Limitations of Treatment options

Survival of patients with advanced, recurrent or metastatic HPV+ cancers is still suboptimal, although some treatment options exist.

Recurrent, metastatic cervical cancer has a poor survival, with the main standard of care treatment options chemotherapy, antibody against VEGF . For Head and neck cancers, the treatment options in Europe are chemotherapy and antibody therapy against epidermal growth factor receptor. For anal and penile cancers, currently only chemotherapy options are available (Miles et al., 2017).

CPI Approvals

The recent approvals of Check Point Inhibitors (CPIs) in Head and Neck and cervical cancers (USA only) holds promise by targeting the patient’s own immune system. But the response rates of these new CPIs are below 24% (Shibata et al., 2019). In addition HPV therapeutic vaccines have little efficacy against HPV-associated cancers when applied as a solo therapy. TIGER proposes a highly innovative three pronged approach to revolutionise treatment options and address the critical unmet need for robust HPV+ cancer treatments.

Therapeutic Cancer Vaccines to date

Previous attempts to use cancer vaccines have showed mixed results. One reason for underperformance of cancer-vaccines is the fact that tumors activate immunosuppressive mechanisms that counteract the vaccine-induced T-cell immune response.
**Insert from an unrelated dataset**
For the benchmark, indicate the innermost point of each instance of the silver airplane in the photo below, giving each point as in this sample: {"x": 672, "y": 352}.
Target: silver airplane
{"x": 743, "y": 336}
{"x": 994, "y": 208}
It is, therefore, hypothesized that the combination of a cancer vaccine with T-cell suppression-preventing anti-PD1 therapies may translate into an additive clinical benefit (Galon J and Bruni D, 2019). Currently, HNSCC is the only HPV16+ cancer for which anti-PD1 therapies are approved in EU and US with historical data on the clinical efficacy of anti-PD1. For this reason HNSCC was selected as one of the indications to establish a proof of concept.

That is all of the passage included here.